Skip to content

Sample One Step Look Ahead Controller (2 Player)

Raluca D. Gaina edited this page Feb 12, 2018 · 2 revisions

The Sample One Step Look-Ahead controller implements a simple controller that evaluates the states reached within one move from the current state. The controller tries all available actions in the current state (call to advance), and evaluates the states found after applying each one of these actions. The action that took to the state with the best reward is the one that will be executed.

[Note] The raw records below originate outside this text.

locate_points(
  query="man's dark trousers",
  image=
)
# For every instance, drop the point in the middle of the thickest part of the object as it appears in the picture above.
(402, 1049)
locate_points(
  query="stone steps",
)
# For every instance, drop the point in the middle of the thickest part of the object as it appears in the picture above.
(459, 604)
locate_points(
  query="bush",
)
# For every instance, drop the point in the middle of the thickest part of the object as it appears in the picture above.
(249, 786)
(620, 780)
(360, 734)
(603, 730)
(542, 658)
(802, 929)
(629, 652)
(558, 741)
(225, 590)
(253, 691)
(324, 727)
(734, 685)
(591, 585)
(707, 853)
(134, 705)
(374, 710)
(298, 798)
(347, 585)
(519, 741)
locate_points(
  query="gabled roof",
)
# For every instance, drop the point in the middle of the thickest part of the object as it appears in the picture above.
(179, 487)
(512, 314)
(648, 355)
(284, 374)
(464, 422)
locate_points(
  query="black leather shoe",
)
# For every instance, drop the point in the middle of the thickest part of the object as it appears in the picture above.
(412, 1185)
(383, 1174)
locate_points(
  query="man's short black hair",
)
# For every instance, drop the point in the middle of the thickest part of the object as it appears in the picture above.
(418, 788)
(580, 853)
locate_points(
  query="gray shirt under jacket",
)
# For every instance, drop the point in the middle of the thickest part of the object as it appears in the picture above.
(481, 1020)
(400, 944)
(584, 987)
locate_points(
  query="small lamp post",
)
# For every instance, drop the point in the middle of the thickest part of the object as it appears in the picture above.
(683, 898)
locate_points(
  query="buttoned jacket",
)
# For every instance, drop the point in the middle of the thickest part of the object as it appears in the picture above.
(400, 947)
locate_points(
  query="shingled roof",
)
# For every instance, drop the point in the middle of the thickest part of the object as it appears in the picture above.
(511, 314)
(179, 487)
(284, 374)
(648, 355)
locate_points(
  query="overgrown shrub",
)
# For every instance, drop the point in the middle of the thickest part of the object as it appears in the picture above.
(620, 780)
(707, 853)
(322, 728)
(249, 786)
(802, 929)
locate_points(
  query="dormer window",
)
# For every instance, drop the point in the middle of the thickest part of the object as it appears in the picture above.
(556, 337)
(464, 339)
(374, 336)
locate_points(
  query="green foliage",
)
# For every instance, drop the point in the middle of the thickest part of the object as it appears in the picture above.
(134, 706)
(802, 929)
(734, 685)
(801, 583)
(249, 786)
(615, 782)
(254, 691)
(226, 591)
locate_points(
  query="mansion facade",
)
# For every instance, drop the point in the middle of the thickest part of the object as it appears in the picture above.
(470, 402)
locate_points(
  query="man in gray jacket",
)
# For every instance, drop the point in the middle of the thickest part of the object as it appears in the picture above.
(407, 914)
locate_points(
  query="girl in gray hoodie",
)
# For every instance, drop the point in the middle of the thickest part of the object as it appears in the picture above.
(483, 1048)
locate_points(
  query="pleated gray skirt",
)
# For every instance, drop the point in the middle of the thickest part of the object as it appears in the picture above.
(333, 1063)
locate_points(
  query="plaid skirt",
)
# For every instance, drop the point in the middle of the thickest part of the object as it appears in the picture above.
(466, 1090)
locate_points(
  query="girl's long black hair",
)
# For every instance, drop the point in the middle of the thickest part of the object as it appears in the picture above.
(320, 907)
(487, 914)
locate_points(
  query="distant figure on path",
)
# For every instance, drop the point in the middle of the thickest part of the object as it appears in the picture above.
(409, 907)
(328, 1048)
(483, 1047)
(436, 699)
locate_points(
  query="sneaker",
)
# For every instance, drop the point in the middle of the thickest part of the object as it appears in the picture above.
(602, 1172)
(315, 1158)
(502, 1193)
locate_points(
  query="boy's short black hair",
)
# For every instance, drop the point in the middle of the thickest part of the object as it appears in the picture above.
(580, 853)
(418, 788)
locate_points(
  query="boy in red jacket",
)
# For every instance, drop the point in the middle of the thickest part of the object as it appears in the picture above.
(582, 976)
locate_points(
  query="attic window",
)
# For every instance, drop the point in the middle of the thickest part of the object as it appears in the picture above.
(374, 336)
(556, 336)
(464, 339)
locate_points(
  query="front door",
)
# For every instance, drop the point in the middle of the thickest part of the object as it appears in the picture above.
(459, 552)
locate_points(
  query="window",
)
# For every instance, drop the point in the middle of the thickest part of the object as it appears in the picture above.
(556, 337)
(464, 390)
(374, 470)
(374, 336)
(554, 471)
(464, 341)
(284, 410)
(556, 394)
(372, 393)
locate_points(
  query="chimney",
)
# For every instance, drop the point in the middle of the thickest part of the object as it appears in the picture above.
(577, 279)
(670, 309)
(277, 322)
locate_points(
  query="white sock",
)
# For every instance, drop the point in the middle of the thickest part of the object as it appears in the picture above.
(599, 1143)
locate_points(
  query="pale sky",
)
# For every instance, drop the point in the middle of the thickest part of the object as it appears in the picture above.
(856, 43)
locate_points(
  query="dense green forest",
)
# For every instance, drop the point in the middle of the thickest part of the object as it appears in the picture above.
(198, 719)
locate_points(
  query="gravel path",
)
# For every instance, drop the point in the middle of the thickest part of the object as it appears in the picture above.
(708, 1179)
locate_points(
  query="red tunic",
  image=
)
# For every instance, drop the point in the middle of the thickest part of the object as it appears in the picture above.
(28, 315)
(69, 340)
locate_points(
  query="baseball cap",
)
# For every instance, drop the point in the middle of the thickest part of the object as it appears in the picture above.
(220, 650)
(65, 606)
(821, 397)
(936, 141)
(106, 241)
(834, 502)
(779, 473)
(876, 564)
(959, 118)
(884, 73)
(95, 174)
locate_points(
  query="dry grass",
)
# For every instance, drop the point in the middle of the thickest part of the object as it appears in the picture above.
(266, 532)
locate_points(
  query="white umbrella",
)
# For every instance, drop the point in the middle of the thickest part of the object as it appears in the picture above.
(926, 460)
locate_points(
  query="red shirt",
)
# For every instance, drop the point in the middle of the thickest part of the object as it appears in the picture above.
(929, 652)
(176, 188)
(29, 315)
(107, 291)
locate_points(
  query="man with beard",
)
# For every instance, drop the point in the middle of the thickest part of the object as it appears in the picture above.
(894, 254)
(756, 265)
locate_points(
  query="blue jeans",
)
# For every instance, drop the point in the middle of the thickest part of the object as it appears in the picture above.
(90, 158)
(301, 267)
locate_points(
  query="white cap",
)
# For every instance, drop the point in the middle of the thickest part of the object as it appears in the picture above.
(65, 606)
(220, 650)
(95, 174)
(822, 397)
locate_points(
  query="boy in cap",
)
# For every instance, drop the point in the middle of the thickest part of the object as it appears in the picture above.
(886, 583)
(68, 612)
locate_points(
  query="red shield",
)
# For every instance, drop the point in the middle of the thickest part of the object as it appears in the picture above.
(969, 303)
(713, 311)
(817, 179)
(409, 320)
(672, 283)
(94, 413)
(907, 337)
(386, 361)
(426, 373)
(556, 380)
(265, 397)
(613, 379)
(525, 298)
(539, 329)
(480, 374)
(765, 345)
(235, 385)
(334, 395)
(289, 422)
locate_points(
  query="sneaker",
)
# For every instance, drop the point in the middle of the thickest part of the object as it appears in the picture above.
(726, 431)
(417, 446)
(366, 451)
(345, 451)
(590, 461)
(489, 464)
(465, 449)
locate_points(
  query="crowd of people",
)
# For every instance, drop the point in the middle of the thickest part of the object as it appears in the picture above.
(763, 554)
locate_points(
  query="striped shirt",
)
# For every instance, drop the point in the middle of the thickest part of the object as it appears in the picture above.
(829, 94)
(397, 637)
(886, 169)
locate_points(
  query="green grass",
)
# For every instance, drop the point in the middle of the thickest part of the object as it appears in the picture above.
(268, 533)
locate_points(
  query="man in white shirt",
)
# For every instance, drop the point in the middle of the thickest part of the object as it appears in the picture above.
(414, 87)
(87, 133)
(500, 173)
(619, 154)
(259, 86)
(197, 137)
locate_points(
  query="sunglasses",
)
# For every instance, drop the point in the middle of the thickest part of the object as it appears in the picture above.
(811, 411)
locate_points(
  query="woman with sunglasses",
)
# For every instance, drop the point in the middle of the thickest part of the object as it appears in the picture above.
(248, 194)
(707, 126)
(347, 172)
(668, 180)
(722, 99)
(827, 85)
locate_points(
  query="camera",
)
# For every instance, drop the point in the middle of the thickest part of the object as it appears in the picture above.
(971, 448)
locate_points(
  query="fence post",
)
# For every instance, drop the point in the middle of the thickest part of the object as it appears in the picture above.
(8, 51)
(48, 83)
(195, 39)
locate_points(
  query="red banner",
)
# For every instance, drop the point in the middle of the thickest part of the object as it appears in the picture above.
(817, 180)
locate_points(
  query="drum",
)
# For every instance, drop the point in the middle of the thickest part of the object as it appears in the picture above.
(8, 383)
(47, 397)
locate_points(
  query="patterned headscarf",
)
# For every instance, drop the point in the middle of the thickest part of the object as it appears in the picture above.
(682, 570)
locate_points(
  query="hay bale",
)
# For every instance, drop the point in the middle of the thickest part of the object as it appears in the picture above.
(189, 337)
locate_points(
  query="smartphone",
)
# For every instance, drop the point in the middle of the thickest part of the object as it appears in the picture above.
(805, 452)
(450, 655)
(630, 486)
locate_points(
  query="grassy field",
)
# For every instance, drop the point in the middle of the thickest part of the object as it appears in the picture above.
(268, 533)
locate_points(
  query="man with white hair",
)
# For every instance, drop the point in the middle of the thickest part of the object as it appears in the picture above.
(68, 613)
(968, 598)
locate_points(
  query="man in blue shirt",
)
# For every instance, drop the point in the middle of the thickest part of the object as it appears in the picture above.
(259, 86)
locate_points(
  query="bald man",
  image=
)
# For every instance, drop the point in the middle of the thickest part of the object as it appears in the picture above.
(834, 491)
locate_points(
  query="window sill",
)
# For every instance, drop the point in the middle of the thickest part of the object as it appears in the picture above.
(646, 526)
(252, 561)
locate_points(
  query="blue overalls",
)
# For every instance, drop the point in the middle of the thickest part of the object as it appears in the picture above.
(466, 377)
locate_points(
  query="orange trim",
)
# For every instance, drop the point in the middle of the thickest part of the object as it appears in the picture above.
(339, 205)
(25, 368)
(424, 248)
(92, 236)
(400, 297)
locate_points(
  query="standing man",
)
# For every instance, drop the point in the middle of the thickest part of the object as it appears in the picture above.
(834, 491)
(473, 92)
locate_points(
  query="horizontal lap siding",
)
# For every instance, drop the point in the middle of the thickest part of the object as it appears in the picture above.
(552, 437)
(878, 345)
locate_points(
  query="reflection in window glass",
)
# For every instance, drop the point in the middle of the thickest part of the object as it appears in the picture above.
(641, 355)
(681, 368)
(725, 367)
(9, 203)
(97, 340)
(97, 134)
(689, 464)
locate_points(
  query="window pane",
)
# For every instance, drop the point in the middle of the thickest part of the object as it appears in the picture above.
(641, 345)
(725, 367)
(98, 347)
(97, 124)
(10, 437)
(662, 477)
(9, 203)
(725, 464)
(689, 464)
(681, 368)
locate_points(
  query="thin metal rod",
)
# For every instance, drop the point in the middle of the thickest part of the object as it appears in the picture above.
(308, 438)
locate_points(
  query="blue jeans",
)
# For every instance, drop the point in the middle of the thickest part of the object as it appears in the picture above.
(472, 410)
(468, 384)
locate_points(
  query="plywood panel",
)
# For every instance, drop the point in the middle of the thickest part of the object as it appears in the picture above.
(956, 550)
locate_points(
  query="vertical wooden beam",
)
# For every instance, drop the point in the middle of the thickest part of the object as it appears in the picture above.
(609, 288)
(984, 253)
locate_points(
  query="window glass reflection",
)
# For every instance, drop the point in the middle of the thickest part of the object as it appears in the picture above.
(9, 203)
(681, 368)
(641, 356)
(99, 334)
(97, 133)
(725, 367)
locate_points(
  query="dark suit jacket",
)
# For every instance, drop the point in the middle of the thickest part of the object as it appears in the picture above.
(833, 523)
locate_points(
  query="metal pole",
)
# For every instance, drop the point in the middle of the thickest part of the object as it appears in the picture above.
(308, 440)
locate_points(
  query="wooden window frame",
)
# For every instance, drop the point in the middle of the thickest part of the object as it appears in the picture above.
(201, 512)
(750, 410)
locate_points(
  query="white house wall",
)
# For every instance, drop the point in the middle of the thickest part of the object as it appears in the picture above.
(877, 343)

In order to advance the forward model, an array of actions is needed, containing one action for each player (the index in the array corresponding to the player's ID). In this case, the action chosen for the opponent is that returned by the getOppNotLosingAction method, which picks an action, at random, that the opponent would make, assuming the current player does nothing, which wouldn't make it lose the game.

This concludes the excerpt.